Overall, skin cancer results from multiple interacting factors. Genetic susceptibility provides an internal risk foundation, while environmental and behavioral factors accelerate carcinogenesis. UV exposure and contact with chemical carcinogens, combined with inadequate personal protection, form the main pathogenic network of skin cancer in modern society. Understanding these causes helps in developing targeted prevention strategies, such as increasing skin checks in genetically susceptible populations and establishing public sun protection guidelines in high UV regions.

 

Frequently Asked Questions

How to choose suitable sun protection products to prevent skin cancer?

When selecting sun protection products, prioritize those with high SPF (recommended above 30) and PA++++ (UVA protection), and check whether they contain physical blockers (such as zinc oxide, titanium dioxide) or chemical sunscreens. It is recommended to reapply every two hours during outdoor activities, even on cloudy days or indoors near windows, to comprehensively block UV damage to the skin.

What should I do if I notice changes in moles on my skin?
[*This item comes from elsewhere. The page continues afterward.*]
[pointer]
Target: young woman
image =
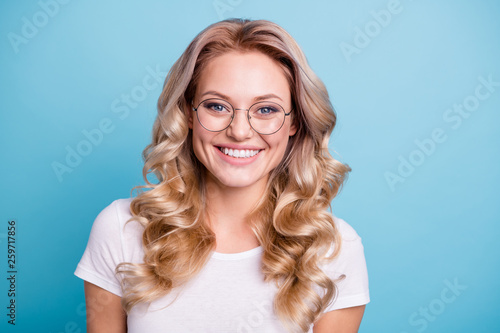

When moles change in size, shape, or color, or if they become itchy or bleed, seek immediate medical attention for dermoscopy or biopsy. According to the ABCDE rule, irregular borders, uneven color, or a diameter over 6 mm are high-risk signs indicating the need for professional evaluation for melanoma or other malignancies.

Are immunocompromised individuals more prone to skin cancer?

Yes. Immunosuppressed individuals (such as organ transplant recipients on immunosuppressants, HIV-infected patients, or those with autoimmune diseases) have reduced ability to surveil abnormal cells, increasing the risk of skin cancers, especially basal cell carcinoma and squamous cell carcinoma. These patients should strengthen daily sun protection and undergo professional skin examinations every six months.

What preventive measures should be taken for those with a family history of skin cancer?

Besides strict daily sun protection, it is recommended to have an annual full-body skin examination by a dermatologist and keep records of skin spot changes. Avoid sunbathing or using tanning beds, and wear wide-brimmed hats, long-sleeved clothing, and UV-protective sunglasses during outdoor activities to reduce cumulative UV exposure.

Are early symptoms of skin cancer easily confused with common skin problems?

Yes. For example, early melanoma may resemble ordinary moles or sunburn marks, but features such as irregular borders and mixed colors (black, brown, red, blue) should be carefully monitored. Persistent, enlarging patches that do not itch or heal after ulceration should be examined promptly to differentiate from common dermatitis or eczema and prevent delayed treatment.